I'm going in to work later so I can check where the analysis is at then. It should be finished and then I'll upload it all. The one that's up already is CMP MLP CMP, sorry for the confusion

fangwuwang commented 7 years ago

@rawnakhoque Also, for the gene id conversion of the RNA-seq file, can you tell me how you separated the raw data into three parts (row [x to y] converted to gene list 1, row [y to z] converted to gene list 2, and so forth)? Since there are some missing rows compared to original data when you add up the total number of three gene list files, which create a big trouble to the matching to the original file. Thanks.

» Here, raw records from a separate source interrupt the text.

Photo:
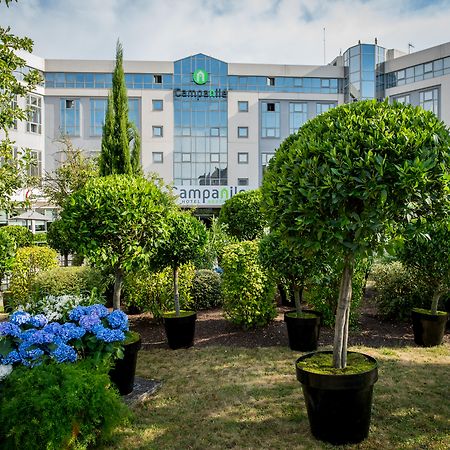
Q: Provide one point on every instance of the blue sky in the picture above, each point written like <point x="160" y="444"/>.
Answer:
<point x="259" y="31"/>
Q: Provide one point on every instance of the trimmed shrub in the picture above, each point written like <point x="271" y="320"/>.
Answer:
<point x="22" y="236"/>
<point x="398" y="289"/>
<point x="247" y="290"/>
<point x="29" y="261"/>
<point x="67" y="280"/>
<point x="153" y="292"/>
<point x="206" y="289"/>
<point x="58" y="406"/>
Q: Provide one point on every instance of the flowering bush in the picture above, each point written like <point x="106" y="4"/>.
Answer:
<point x="91" y="332"/>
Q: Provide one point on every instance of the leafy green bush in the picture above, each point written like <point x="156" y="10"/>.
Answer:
<point x="242" y="215"/>
<point x="323" y="291"/>
<point x="22" y="236"/>
<point x="58" y="406"/>
<point x="247" y="290"/>
<point x="398" y="289"/>
<point x="206" y="289"/>
<point x="153" y="291"/>
<point x="67" y="280"/>
<point x="29" y="261"/>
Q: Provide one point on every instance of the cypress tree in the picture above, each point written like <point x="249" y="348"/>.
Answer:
<point x="118" y="132"/>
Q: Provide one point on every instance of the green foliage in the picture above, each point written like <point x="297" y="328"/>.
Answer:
<point x="247" y="290"/>
<point x="427" y="251"/>
<point x="13" y="171"/>
<point x="153" y="291"/>
<point x="57" y="237"/>
<point x="71" y="175"/>
<point x="58" y="406"/>
<point x="242" y="215"/>
<point x="21" y="236"/>
<point x="323" y="292"/>
<point x="67" y="280"/>
<point x="351" y="176"/>
<point x="7" y="251"/>
<point x="29" y="261"/>
<point x="398" y="289"/>
<point x="118" y="131"/>
<point x="206" y="289"/>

fangwuwang commented 7 years ago

@acavalla Can you let us know what has been done so Rawnak don't need to run again? And I don't know what the advantage of the de novo finding is, the results are quite different from the known finding. Just thought maybe we can pool the two results together for the rest of the analysis like expression level and clustering. @rawnakhoque

rawnakhoque commented 7 years ago

@fangwuwang This is not due to the missing rows. The input was correct but the program did not find gene ids for some of the transcripts so the row number reduced. You can see the files for the transcript id here

acavalla commented 7 years ago

I ran the for loop in the shell for all the promoters, so they should all be done. I don't think we should present all the found motifs either - we're not trying to find sequences, just link them to TFs I thought?